OMG ROFLOL. That was just too adorable.


----------



## RusticWildFire (Jul 6, 2008)

OH my goodness!! That is one of the cutest things I have seen in a long time! Thanks for sharing  

And I second that...it makes me want to have a baby even more now!  Poo on school.


----------



## free_sprtd (Oct 18, 2007)

ahahhhaha I was cracking up the whole time! thanks for sharing


----------



## appylover31803 (Sep 18, 2007)

That was too cute! It looked like he was really enjoying it!
I loved the first time he rolled.. and rolled and rolled and rolled!

Thanks so much for sharing that!


----------



## my2geldings (Feb 18, 2008)

GottaRide said:


> YouTube - Tempo's First "Bath"


That was the weirdest feeling ever. I knew it would a video to that song before it played:shock: I must have seen it at some point and just don't remember it or that is just creepy.

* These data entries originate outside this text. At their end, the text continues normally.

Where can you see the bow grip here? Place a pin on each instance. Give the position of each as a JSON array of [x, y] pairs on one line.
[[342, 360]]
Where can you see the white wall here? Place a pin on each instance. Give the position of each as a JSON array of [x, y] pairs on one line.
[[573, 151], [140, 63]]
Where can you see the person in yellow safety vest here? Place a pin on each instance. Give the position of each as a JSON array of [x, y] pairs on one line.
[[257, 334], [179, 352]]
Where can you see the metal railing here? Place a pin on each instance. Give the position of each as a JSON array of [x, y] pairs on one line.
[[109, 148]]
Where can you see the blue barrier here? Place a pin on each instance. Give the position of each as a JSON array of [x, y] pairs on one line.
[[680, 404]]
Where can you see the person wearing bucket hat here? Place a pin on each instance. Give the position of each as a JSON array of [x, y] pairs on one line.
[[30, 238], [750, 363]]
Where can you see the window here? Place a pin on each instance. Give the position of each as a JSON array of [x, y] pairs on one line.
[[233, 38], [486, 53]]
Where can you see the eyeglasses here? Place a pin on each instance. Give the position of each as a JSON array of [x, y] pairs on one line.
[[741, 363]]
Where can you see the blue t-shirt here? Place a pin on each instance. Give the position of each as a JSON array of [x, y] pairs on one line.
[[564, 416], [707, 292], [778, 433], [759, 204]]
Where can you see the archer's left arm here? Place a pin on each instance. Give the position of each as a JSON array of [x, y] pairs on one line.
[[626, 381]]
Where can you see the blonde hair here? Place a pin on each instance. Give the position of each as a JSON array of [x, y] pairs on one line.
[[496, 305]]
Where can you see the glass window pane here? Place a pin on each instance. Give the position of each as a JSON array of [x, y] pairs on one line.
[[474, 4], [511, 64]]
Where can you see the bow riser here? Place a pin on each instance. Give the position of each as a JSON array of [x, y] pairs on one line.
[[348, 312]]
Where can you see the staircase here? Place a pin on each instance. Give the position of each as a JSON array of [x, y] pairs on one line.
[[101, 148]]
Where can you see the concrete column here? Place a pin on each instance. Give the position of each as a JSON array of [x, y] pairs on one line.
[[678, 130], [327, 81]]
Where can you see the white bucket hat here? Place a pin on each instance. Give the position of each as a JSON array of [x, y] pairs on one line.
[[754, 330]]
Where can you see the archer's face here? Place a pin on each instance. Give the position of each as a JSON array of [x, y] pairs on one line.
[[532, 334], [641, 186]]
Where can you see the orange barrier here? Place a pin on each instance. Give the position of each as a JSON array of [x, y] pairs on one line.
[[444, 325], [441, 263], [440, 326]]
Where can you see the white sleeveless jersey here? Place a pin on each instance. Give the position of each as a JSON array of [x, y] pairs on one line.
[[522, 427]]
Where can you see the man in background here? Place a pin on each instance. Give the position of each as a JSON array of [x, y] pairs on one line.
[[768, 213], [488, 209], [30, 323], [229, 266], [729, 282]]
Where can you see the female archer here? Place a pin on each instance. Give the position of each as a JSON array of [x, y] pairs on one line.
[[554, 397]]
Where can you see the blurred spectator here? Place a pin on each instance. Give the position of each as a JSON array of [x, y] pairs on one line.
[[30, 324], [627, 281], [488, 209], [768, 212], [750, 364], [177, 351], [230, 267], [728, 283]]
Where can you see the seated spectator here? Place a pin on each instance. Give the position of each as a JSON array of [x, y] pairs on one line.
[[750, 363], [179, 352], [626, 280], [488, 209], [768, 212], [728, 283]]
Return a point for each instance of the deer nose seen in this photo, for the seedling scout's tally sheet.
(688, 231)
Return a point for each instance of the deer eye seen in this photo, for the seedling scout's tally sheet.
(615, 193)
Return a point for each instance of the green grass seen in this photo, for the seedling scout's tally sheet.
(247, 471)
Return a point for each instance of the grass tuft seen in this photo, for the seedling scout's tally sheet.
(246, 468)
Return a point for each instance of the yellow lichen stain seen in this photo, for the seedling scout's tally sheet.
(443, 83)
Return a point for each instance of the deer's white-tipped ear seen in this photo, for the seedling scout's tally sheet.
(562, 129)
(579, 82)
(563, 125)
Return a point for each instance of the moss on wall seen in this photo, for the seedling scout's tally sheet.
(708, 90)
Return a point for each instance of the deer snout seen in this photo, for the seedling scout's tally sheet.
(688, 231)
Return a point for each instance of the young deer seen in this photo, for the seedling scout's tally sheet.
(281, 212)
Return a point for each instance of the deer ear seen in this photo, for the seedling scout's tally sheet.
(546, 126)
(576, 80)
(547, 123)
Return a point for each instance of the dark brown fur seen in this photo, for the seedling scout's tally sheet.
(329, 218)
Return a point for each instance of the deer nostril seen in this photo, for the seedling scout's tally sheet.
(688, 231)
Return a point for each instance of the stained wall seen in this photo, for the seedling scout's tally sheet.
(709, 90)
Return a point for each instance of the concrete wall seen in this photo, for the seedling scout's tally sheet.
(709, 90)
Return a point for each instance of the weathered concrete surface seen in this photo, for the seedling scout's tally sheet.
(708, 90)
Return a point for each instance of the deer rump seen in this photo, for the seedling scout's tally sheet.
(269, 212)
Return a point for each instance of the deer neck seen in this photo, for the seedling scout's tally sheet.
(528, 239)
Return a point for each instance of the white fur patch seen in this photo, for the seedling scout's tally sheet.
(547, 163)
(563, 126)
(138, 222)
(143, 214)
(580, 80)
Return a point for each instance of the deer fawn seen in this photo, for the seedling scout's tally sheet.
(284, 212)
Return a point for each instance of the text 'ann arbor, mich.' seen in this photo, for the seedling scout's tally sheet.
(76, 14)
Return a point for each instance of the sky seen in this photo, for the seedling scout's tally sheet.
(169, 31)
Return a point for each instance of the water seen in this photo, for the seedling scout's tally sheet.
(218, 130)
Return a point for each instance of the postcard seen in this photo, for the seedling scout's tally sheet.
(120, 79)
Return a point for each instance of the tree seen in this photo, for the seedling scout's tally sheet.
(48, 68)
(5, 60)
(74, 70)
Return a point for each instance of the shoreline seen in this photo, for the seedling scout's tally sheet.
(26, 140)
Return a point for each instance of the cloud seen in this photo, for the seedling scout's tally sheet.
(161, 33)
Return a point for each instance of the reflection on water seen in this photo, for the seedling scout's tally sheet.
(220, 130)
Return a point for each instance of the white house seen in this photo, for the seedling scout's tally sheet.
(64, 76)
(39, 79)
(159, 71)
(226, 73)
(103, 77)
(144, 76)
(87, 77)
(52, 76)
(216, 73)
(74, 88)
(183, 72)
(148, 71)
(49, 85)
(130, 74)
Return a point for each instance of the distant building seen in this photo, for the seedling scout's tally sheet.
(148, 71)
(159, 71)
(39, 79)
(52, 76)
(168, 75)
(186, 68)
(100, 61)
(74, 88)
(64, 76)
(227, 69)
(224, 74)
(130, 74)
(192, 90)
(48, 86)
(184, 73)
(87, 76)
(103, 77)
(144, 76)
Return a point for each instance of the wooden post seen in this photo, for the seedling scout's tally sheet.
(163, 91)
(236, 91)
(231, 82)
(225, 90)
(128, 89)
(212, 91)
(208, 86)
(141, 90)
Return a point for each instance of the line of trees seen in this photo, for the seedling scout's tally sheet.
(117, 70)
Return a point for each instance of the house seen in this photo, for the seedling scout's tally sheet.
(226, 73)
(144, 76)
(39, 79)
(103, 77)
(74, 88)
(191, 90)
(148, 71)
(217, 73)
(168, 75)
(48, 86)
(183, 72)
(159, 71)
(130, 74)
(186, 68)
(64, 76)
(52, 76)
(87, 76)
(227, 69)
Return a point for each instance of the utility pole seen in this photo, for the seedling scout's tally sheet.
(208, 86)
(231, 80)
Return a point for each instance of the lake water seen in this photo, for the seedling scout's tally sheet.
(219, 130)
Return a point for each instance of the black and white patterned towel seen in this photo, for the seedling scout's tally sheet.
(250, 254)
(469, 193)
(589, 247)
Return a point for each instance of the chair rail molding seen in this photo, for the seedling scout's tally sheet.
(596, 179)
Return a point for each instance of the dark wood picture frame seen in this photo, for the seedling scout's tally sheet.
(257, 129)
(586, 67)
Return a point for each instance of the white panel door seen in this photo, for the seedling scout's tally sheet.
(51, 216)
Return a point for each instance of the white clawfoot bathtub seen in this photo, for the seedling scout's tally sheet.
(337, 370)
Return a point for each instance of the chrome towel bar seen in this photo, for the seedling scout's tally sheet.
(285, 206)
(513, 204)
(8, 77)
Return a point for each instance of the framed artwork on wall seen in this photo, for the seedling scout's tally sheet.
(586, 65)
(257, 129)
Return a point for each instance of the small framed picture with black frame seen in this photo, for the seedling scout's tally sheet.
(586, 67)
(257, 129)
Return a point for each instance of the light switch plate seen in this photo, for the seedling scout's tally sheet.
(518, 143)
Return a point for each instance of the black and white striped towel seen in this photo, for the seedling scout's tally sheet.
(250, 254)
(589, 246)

That was the most adorable foal I have ever seen. What a cute little thing! I'm dreading the day I have to show the wash rack to my guy.


----------



## Spastic_Dove (Oct 4, 2007)

Too cute. I would love a baby! Too bad I already have my hands full with a 10 year old lol


----------



## wanderlust (Nov 18, 2008)

I really want a baby too!


----------



## my2geldings (Feb 18, 2008)

LADIES don't be fooled by their cuteness! my guy isn't always as adorable as he might sound:twisted: he's got manipulation down to an art :lol:


----------



## blossom856 (Apr 5, 2007)

I loved that! Babies are so silly.


----------



## Hoofprints in the Sand (Nov 23, 2008)

So cute!!


----------



## Sara (Jul 6, 2007)

Wow, that really made my day, thank you! :lol:


----------